Łęczna: 29-latka zmarła przed szpitalem. Dyrektor placówki wydał oświadczenie
29-letnia kobieta zmarła chwilę po opuszczeniu szpitala w Łęcznej w województwie lubelskim. Sprawę wyjaśnia prokuratura. Dyrektor placówki medycznej wydał natomiast oświadczenie, w którym poinformował, że nie widzi związku między śmiercią pacjentki a działaniami lekarzy.
Po wyjściu z budynku zasłabła na przyszpitalnym parkingu. Mimo natychmiastowej pomocy udzielonej najpierw przez ratowników medycznych ze szpitala, a następnie przez zespół ratownictwa medycznego, kobiety nie udało się uratować.
Sprawą zainteresował się rzecznik praw pacjenta, który zapowiedział przeanalizowanie okoliczności śmierci 29-latki. Postępowanie w sprawie śmierci kobiety prowadzi również Prokuratura Rejonowa w Lublinie.

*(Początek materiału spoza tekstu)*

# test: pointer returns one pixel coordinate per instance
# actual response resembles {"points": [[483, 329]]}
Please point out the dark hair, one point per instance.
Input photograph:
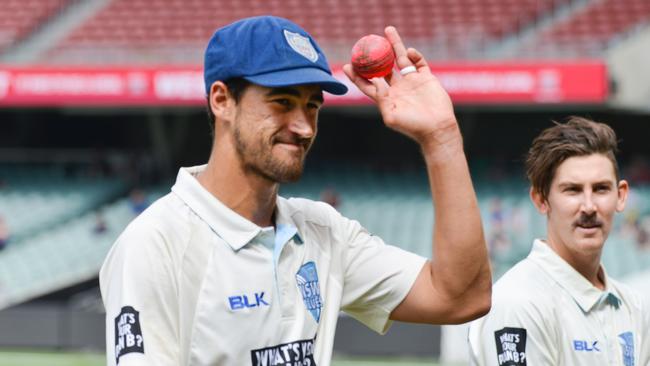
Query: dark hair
{"points": [[236, 88], [577, 137]]}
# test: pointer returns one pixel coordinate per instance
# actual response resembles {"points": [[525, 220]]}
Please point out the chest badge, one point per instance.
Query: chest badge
{"points": [[307, 281]]}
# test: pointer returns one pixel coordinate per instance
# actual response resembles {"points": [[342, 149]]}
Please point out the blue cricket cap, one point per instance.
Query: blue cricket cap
{"points": [[267, 51]]}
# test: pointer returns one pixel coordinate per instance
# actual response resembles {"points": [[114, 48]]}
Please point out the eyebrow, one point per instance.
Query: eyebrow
{"points": [[573, 184], [318, 97]]}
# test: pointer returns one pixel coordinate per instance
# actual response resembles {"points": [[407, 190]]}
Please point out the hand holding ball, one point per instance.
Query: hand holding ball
{"points": [[373, 57]]}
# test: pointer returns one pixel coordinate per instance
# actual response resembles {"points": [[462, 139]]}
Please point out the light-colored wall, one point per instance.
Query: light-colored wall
{"points": [[629, 67]]}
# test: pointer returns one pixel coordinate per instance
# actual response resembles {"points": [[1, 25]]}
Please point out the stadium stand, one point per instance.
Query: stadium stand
{"points": [[34, 199], [137, 31], [19, 18], [587, 31]]}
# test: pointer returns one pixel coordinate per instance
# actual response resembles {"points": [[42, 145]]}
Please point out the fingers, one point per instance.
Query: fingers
{"points": [[401, 57], [418, 60]]}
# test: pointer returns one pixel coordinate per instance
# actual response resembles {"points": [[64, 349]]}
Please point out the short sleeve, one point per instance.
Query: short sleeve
{"points": [[377, 276], [139, 292], [645, 329], [513, 333]]}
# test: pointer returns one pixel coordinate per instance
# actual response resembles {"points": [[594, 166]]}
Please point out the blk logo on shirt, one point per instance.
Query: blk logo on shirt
{"points": [[307, 280], [254, 300]]}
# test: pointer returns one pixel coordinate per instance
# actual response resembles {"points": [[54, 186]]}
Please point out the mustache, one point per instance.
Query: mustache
{"points": [[590, 220], [294, 139]]}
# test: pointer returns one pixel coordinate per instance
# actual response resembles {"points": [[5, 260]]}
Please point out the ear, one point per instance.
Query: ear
{"points": [[623, 191], [540, 204], [221, 102]]}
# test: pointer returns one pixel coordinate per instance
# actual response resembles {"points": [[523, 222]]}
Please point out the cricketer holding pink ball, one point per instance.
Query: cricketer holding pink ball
{"points": [[223, 271]]}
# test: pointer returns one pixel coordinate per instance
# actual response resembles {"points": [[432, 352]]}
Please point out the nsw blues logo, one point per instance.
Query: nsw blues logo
{"points": [[626, 341], [307, 280], [302, 45]]}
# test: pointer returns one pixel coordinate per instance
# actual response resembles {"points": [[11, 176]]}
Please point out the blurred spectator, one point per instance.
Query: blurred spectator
{"points": [[638, 170], [138, 201], [331, 197], [4, 233], [498, 241], [643, 233], [100, 223]]}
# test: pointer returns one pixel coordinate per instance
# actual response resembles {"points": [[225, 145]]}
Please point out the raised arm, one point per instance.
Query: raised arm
{"points": [[455, 286]]}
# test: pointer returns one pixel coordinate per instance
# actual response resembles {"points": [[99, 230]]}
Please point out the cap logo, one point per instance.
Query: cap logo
{"points": [[302, 45]]}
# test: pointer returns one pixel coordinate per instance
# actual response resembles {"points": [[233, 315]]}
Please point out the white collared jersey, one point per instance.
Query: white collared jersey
{"points": [[190, 282], [545, 313]]}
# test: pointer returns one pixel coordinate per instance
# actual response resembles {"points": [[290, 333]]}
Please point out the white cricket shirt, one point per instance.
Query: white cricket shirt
{"points": [[191, 282], [545, 313]]}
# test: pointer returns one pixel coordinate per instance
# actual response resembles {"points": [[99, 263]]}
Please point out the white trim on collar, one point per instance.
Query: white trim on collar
{"points": [[233, 228], [585, 294]]}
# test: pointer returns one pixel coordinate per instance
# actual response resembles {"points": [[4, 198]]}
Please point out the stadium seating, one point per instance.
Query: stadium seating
{"points": [[588, 31], [18, 18], [393, 204], [35, 199], [64, 255], [175, 31]]}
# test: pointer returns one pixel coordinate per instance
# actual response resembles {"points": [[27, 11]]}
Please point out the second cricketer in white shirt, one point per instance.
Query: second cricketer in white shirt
{"points": [[558, 307]]}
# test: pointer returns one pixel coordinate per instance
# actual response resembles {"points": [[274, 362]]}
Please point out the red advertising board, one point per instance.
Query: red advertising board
{"points": [[467, 83]]}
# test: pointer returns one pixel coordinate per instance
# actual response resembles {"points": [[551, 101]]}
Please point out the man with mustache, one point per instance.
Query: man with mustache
{"points": [[558, 307], [223, 271]]}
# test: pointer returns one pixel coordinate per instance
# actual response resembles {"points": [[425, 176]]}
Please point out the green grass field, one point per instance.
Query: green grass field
{"points": [[39, 358]]}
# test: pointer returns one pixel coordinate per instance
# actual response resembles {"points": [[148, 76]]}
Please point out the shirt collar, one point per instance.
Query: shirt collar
{"points": [[236, 230], [585, 294]]}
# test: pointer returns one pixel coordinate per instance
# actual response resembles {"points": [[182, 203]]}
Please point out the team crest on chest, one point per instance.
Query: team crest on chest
{"points": [[302, 45], [307, 281]]}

Dyrektor placówki Krzysztof Bojarski, poinformował w oświadczeniu, że 29-latka w trakcie wizyty u lekarza "nie zgłaszała żadnych dolegliwości somatycznych".
"Po przeprowadzeniu analizy sytuacji i dokumentacji medycznej nie znajduję związku przyczynowego między nagłym zgonem pacjentki a działaniami lub zaniechaniem działania ze strony personelu medycznego szpitala w Łęcznej" - dodał.
Podkreślił również, że "do czasu zakończenia śledztwa szpital wstrzymuje się od komentarzy i udzielania innych informacji".